Postol, who was trained in physics and nuclear engineering at MIT, decided to write "a very careful article" based on a review of the open literature, video evidence of Patriot-Scud encounters, and a very detailed modeling of the weapons system. "From that I was able to ferret out all kinds of information" about the Patriot's performance. Because the military was so quick to classify his findings, Postol feels that his conclusions must be close to the truth.
Postol's claims were not taken kindly by the defense industry. "About that time, it came to my attention that people from Raytheon were saying rather critical things about me," he said. "I became concerned about what this might mean for my reputation in the academic community."

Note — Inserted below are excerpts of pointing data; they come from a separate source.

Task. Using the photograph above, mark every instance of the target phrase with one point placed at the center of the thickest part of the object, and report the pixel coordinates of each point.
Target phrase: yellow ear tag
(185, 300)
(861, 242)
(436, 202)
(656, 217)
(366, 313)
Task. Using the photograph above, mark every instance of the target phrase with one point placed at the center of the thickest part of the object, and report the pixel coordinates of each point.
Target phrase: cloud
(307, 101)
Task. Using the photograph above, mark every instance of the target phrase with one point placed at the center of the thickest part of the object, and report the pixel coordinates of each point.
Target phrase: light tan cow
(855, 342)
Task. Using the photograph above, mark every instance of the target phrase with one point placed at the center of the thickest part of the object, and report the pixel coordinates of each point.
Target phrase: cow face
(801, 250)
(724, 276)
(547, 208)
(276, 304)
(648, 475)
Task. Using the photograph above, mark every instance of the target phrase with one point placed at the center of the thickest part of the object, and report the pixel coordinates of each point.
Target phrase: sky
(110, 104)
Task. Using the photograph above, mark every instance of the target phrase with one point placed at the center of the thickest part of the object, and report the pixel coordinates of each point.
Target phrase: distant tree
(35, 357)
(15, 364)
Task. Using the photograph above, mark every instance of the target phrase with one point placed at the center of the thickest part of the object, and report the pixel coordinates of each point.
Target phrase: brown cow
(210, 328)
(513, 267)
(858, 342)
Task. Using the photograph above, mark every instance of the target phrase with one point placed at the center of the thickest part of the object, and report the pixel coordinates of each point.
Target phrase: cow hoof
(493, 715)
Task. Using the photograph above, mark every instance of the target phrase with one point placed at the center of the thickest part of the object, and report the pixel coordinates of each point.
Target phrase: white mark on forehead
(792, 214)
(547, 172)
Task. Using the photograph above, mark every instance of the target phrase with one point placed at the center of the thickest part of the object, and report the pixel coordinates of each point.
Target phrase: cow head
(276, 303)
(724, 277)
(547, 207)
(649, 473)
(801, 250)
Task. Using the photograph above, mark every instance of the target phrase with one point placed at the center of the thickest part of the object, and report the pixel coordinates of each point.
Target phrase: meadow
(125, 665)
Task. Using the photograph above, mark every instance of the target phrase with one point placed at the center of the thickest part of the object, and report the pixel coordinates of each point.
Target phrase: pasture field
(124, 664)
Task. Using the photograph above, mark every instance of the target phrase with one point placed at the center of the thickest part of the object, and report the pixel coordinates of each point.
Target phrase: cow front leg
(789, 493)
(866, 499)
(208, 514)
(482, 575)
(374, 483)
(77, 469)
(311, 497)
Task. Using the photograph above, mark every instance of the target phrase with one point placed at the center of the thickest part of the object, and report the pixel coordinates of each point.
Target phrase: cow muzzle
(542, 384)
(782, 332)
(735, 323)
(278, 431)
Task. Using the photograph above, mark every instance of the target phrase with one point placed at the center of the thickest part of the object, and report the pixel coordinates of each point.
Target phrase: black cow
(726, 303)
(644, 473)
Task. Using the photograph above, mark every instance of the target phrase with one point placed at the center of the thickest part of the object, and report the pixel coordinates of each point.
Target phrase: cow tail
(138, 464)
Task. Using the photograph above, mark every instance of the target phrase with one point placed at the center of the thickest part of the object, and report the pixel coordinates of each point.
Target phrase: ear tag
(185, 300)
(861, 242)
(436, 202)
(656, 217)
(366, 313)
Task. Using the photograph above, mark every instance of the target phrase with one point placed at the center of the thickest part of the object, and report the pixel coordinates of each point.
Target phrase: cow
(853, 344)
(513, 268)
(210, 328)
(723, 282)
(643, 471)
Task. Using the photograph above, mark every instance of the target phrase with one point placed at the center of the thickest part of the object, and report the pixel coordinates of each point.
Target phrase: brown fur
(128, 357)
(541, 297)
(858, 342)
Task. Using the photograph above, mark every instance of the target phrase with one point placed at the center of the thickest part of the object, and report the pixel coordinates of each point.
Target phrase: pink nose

The attacks were not criticisms of his scholarly ability. Rather, he said, they were focused on "personal attacks, attacks on my integrity." Claims were also made that Postol is ideologically opposed to missile systems.
Postol said that at the same time, a $3 million grant from Raytheon scheduled for the School of Engineering was "held up," and that his name was mentioned during discussions between MIT and the company. "I consider this a highly improper attempt to bring pressure on me through my colleagues at the Institute," he said.
"MIT should stay out of the debate over Patriot. It's my argument and it's my problem. But when the atmosphere of free inquiry is attacked by improper means, then it should be the Institute's business." Postol noted that although there was no overt pressure from MIT, he did not receive a statement of support either.
In response to these allegations, President Charles M. Vest said, "I have, and will continue to defend the right of Professor Postol and any other member of our faculty to publicly express the results of their research and their personal and professional opinions." Vest also said he was not aware of any hold-up in funding and has not received comments about Postol's work from companies that fund research here.